From the National Law Journal Legal Times
Photo: Diego M. Radzinschi/NLJ.
Comcast Corp. has added two top former Capitol Hill antitrust counsels to its lobbying group ahead of a Senate Judiciary Committee hearing next month on the company’s plan to merge with Time Warner Cable.
Seth Bloom, former general counsel to the Senate Antitrust Subcommittee under retired Sen. Herb Kohl, D-Wis., registered as a lobbyist for Comcast this month, according to a Senate lobbying record posted Tuesday. Bloom, who worked for the committee for 13 years, started Bloom Strategic Counsel after Kohl retired at the end of 2012.
Bloom guided the subcommittee’s probe of AT&T Inc.’s proposed merger in 2011 with T-Mobile USA, which Kohl opposed. After federal regulators moved to challenge the $39 billion bid, AT&T abandoned the effort, an outcome Bloom later said was one of the subcommittee’s “singular accomplishments” in recent years.
Holland & Knight’s Paul Bock, who was Kohl’s chief of staff from 1997 to 2009 and his counsel to the Senate Judiciary Committee, registered as a lobbyist in February for Comcast. Bock lists antitrust as one of his areas of expertise. Kohl was a longtime member of the antitrust subcommittee.
The addition of Bloom and Bock add antitrust and committee insight to the broad Comcast lobbying machine—which records show spent $18.7 million on lobbying in 2013—ahead of an April 2 hearing on Capitol Hill. The company is expected to face tough questions from at least one member of the Senate Judiciary Committee.
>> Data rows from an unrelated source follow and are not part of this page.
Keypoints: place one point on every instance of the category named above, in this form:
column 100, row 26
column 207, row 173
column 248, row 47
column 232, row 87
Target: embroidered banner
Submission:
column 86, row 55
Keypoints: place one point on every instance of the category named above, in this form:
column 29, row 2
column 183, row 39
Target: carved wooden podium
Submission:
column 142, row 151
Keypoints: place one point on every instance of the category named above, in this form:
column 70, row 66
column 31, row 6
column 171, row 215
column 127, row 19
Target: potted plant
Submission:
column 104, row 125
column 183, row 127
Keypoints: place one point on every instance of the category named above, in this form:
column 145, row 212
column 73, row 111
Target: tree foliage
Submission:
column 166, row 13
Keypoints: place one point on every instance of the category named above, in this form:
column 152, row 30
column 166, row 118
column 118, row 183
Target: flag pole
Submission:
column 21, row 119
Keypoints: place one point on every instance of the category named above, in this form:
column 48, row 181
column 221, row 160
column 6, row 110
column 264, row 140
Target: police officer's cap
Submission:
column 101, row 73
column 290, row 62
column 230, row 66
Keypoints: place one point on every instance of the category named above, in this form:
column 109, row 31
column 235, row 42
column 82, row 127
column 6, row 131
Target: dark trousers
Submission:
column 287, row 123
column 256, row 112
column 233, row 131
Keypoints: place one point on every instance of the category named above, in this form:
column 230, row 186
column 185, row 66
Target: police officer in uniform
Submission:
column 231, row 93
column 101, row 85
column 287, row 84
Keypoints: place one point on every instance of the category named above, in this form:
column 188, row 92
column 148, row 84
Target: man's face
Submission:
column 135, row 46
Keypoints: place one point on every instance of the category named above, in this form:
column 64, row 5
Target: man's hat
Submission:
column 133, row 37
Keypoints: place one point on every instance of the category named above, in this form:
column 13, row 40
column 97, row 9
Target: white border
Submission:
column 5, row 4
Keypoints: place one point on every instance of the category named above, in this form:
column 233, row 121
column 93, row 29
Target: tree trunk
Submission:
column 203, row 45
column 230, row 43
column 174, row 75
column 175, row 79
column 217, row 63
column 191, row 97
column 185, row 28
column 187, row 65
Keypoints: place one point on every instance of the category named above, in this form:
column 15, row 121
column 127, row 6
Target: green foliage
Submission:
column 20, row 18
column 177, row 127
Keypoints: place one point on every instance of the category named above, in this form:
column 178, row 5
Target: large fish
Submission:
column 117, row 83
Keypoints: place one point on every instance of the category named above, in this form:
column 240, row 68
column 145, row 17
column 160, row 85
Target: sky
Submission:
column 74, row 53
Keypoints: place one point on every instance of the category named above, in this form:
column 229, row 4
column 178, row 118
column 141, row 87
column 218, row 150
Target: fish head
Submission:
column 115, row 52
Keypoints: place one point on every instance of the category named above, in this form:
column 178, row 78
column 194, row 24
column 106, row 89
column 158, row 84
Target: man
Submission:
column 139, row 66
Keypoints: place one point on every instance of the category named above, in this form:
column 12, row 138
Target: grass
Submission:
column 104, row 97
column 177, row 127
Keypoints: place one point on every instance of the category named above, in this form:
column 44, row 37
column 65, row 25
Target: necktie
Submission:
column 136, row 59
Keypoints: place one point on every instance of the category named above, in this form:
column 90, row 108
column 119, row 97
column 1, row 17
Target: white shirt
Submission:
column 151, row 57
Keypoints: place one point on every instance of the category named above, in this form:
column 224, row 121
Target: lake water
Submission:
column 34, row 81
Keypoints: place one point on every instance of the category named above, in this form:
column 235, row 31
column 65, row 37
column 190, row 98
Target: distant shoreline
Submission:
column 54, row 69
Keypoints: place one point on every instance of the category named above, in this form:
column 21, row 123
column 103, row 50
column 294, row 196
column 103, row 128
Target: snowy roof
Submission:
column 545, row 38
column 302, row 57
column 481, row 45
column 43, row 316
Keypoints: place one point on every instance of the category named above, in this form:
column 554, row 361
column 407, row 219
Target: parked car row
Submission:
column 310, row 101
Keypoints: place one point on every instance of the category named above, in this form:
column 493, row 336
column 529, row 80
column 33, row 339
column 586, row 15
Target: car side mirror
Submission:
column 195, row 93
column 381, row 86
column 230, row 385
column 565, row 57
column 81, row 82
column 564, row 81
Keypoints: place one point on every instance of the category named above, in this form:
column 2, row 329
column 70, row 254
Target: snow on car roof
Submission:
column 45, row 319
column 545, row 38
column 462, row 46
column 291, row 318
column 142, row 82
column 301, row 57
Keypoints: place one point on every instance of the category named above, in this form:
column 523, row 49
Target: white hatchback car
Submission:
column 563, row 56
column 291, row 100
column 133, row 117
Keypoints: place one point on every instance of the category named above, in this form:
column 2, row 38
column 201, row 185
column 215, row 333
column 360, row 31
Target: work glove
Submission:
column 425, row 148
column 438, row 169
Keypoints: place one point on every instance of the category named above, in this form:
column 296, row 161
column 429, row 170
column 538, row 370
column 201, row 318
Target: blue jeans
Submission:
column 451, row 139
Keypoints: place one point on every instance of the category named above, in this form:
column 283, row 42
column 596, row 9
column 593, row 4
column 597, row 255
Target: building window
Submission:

Sen. Al Franken, D-Minn., has voiced concerns about the deal to regulators and the Federal Communications Commission.
Franken told the Justice Department on Wednesday in a letter that he is concerned Comcast could use its broadband market clout to manipulate content and prices. He also said he is worried how the deal would affect what would happen after Comcast’s net neutrality obligations—which the FCC put in place after the company’s acquisition of NBC Universal in 2011—expire in 2018.
“Simply put, the Internet belongs to the people, not to huge corporations,” Franken wrote in the letter to DOJ. “Comcast’s proposed acquisition of Time Warner Cable could disrupt this balance of power, resulting in higher costs and fewer choices for consumers.”